With a surprise ending


----------



## Ella (Aug 12, 2007)

hmm. those throws looked a bit painful. being tossed by the neck and landing on the tailbone??


----------



## Kacey (Aug 12, 2007)

I realize the entire thing was set up... even so, I have a problem with him kicking the kids in the head.


----------



## BrandiJo (Aug 12, 2007)

the kicks botherd me at first, but you can see him flicking them over with his toe/ tip of  foot. As for landing on your tail bone like that... it looked more like he was suporting the neck and having them land on the most padded part of a the body... lol  It was kinda cute... but not so much a good idea.​


----------



## Kacey (Aug 12, 2007)

BrandiJo said:


> the kicks botherd me at first, but you can see him flicking them over with his toe/ tip of  foot.

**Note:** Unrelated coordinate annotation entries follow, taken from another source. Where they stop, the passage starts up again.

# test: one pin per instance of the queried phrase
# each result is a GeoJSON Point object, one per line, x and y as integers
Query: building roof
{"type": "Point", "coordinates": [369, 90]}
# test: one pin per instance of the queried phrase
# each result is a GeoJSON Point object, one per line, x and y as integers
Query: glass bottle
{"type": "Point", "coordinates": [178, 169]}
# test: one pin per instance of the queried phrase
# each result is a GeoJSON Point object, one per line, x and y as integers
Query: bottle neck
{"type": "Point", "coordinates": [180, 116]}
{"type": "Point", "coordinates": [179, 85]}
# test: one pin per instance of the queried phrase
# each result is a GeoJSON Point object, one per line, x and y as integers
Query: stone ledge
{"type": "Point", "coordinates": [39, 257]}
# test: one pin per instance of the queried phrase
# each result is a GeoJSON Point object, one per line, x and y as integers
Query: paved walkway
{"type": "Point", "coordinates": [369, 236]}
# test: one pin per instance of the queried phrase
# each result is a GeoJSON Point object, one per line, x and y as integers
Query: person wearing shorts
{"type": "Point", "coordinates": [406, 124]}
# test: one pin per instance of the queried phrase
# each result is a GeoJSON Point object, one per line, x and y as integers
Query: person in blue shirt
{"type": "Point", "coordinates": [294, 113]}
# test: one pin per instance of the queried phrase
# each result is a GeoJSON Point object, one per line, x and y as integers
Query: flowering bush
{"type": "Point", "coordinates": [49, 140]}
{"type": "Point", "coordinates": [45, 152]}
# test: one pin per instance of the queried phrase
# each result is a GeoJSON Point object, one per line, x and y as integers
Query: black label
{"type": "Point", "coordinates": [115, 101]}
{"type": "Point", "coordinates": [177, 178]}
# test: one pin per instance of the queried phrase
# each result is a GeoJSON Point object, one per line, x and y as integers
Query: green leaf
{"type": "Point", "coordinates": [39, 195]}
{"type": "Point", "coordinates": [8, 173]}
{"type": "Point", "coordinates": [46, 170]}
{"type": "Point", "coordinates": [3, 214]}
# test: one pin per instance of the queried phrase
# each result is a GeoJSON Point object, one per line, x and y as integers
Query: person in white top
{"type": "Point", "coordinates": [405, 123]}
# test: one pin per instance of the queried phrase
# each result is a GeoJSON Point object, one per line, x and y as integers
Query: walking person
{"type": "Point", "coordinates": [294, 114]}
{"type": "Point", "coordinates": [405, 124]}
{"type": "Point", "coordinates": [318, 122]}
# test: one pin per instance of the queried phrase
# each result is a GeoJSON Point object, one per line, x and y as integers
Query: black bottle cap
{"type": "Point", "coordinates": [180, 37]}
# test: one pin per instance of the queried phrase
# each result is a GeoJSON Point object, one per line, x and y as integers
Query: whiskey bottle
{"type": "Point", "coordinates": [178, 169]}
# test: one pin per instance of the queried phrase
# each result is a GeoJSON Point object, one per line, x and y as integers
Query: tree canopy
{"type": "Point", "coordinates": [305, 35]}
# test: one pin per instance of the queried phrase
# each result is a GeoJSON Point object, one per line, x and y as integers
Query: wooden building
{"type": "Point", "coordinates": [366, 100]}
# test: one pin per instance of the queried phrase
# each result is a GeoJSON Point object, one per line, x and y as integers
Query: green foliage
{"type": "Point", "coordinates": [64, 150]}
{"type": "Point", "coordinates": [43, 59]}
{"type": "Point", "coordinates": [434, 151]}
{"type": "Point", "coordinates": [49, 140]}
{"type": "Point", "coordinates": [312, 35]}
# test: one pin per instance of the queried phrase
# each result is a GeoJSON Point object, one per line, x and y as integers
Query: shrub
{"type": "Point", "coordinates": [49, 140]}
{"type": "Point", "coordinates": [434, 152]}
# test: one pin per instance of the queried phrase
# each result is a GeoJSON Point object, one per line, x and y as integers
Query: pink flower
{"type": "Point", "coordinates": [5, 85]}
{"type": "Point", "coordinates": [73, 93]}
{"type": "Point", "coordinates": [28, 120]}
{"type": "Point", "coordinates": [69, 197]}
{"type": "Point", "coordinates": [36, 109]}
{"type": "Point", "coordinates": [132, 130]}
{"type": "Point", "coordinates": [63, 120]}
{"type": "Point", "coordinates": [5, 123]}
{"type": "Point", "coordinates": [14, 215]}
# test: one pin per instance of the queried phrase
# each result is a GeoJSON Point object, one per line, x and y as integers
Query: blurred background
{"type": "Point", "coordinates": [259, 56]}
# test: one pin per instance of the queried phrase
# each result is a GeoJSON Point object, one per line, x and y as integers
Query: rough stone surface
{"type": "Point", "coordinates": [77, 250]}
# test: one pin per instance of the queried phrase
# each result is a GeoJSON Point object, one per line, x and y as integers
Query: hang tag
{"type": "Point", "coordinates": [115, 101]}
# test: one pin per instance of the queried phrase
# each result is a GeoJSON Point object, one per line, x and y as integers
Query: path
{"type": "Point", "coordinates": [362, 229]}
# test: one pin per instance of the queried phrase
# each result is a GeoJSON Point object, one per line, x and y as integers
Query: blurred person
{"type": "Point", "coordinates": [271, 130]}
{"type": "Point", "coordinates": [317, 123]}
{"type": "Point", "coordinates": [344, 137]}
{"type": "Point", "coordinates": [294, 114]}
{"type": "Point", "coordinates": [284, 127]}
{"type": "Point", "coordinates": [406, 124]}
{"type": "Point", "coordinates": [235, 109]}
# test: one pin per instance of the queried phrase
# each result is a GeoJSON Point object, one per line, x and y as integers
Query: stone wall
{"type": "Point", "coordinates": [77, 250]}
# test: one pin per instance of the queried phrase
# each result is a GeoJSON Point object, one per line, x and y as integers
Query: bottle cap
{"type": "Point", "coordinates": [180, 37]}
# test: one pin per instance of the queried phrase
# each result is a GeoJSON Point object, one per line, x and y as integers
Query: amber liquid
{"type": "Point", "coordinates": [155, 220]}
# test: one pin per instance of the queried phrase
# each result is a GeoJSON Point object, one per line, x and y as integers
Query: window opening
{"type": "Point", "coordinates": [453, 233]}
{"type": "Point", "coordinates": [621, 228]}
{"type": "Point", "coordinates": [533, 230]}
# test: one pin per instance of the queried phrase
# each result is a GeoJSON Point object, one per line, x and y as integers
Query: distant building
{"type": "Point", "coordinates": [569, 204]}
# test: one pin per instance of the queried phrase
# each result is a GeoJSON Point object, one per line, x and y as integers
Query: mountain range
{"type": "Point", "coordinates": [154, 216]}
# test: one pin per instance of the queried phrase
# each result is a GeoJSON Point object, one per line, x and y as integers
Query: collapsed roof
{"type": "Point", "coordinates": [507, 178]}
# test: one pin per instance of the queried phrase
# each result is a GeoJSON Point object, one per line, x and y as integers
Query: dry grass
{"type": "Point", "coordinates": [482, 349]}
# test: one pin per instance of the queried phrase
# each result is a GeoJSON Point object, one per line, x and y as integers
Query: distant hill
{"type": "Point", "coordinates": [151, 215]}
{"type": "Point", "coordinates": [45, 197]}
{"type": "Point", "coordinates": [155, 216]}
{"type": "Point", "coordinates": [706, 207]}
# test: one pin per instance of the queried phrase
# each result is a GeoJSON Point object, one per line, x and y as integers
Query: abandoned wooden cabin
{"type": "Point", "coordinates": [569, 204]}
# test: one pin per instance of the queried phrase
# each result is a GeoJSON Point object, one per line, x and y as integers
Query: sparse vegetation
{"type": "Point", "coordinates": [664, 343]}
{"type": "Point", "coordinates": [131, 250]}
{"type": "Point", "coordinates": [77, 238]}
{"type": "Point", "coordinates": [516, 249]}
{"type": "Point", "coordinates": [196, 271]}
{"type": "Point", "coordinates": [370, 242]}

As for landing on your tail bone like that... it looked more like he was suporting the neck and having them land on the most padded part of a the body... lol  It was kinda cute... but not so much a good idea.​



Oh, I saw it - that's why I said it was pretty clearly a setup - I just don't think it's a great idea to "pretend" to beat your kids up like that, even with the ending.


----------



## BrandiJo (Aug 12, 2007)

Kacey said:


> Oh, I saw it - that's why I said it was pretty clearly a setup - I just don't think it's a great idea to "pretend" to beat your kids up like that, even with the ending.



very true, like i said not so much a good idea.


----------



## Andrew Green (Aug 12, 2007)

Kid's where smiling and laughing the whole way through and they got to make there own ninja movie, which I'm quite sure when I was that age, would have been pretty sweet.

Was a little unsettling to watch at first, but I think it's pretty clear that a lot of time and effort on those kids part went into it, I was impressed at how well they did.


----------



## MA-Caver (Aug 13, 2007)

I saw this myself and had the same hesitancy with it. Seeing it again you can see that he's just "tapping" the kids on the head with his foot and is being careful in supporting the kids landings when he "throws" them. Yes, of course the kids regroup and defeat their giant opponent. .... Still... I agree, not the best of ideas.


----------



## LuzRD (Aug 13, 2007)

i can see the humor that was intended, and at times i may have chuckled a little. 
HOWEVER i think that it shouldve been done with less attention to looking like the kids were being hurt, and alot more attention to making it look funny and SAFE to the viewers. 
how many of you payed closer attention after seeing the first kid being flipped by his head to see that it wasnt nearly as painfull as it first seemed?
i know i did, and that was after reading your responses.

i agree that the kids did a good job, and likely had a blast doing it! 

A for effort (for the kids, NOT the special effects wiz lol), but next time think it through a little more


----------



## terryl965 (Aug 13, 2007)

I thought it was funny but can ynderstand every views abouit how the childerns was being hit.


----------